Admite. Começou por ser 99% aventura e 1% trabalho. Com os anos, a viagem transformou-se em 99% trabalho e 1% aventura. Ele que não tinha sequer ido tão longe quanto a Alemanha encontrou-se sozinho no Mundo, com três condições auto-impostas: não voar, passar pelo menos 24 horas em cada país do Mundo e não regressar a casa por desistência.

“Um estranho é um amigo que ainda não conheceste”, resume, em jeito de slogan.
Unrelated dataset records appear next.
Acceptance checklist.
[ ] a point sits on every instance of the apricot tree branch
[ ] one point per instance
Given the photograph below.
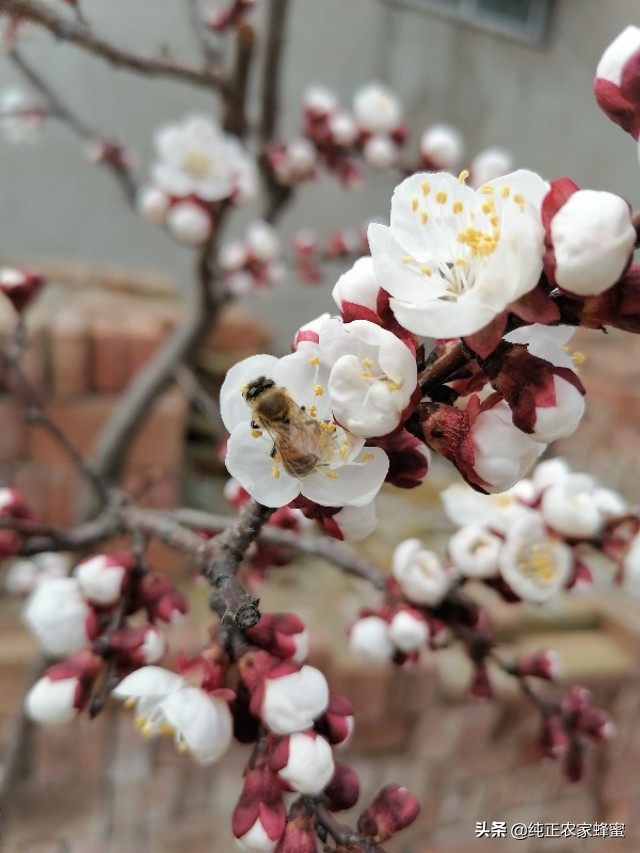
(78, 33)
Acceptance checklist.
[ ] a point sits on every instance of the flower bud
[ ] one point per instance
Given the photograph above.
(393, 809)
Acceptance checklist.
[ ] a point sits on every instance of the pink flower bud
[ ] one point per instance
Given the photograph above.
(282, 634)
(303, 761)
(343, 790)
(20, 286)
(393, 809)
(336, 724)
(259, 818)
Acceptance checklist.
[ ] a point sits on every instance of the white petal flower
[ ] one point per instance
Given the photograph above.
(56, 613)
(189, 223)
(372, 379)
(167, 704)
(310, 766)
(101, 578)
(196, 158)
(571, 508)
(20, 122)
(503, 453)
(463, 505)
(420, 573)
(52, 701)
(369, 638)
(593, 240)
(408, 631)
(454, 258)
(620, 50)
(474, 551)
(443, 146)
(358, 286)
(377, 109)
(292, 702)
(309, 455)
(534, 565)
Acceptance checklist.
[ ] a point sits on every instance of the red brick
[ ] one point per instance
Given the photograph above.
(13, 433)
(111, 352)
(70, 352)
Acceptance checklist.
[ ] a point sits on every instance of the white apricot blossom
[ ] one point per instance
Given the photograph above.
(196, 158)
(420, 573)
(309, 454)
(166, 703)
(535, 565)
(593, 239)
(377, 109)
(373, 376)
(453, 258)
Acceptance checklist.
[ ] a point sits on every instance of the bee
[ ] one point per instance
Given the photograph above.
(300, 442)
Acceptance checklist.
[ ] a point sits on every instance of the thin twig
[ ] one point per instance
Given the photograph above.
(78, 33)
(58, 109)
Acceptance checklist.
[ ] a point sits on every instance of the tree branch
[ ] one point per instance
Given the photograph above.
(58, 109)
(78, 33)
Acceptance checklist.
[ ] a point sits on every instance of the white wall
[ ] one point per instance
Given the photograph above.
(536, 102)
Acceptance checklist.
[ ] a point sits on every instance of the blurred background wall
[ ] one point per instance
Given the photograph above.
(535, 100)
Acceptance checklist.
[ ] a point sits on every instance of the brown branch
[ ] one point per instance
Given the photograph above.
(235, 119)
(138, 398)
(56, 108)
(78, 33)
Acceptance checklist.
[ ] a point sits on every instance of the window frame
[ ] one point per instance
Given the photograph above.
(533, 34)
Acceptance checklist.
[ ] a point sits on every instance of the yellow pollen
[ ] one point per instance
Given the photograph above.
(537, 562)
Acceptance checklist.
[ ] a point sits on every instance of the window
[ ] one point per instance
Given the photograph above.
(523, 20)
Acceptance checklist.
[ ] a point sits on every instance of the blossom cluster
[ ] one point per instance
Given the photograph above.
(198, 169)
(84, 619)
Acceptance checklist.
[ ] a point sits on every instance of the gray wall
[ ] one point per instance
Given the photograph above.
(537, 102)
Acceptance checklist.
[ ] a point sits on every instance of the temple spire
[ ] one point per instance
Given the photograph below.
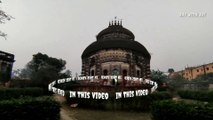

Porque o que a aventura lhe trouxe foi a bondade das pessoas em todo o Mundo, à frente das quais está a esposa, deixada namorada na Dinamarca, quase perdida pelo caminho, e desposada no Quénia.

Foram 203 países – o que é um país?, pergunta Thor, na senda da questão que ouvíramos de Guilherme Canever, o brasileiro que viajou com o propósito de conhecer os países que não existem oficialmente, esses lugares fruto de conflitos e de fronteiras onde ninguém vai por receio infundado que conta num livro viciante -, 320 mil quilómetros (uma vez da Terra à Lua) e o desejo de regressar aos lugares onde deixou as memórias de que falava David.

Viajar com um porquê. “Focar-se no porquê é encontrar o próprio caminho”, tinham avisado no primeiro dia do ABVP Travel Fest Dave e Deb, o casal canadiano que perserverou tanto na viagem que ganhou lugar entre os dez viajantes mais influentes do Mundo, segundo a Forbes.

A festa regressa em maio de 2024, de novo no Teatro Jordão, em Guimarães.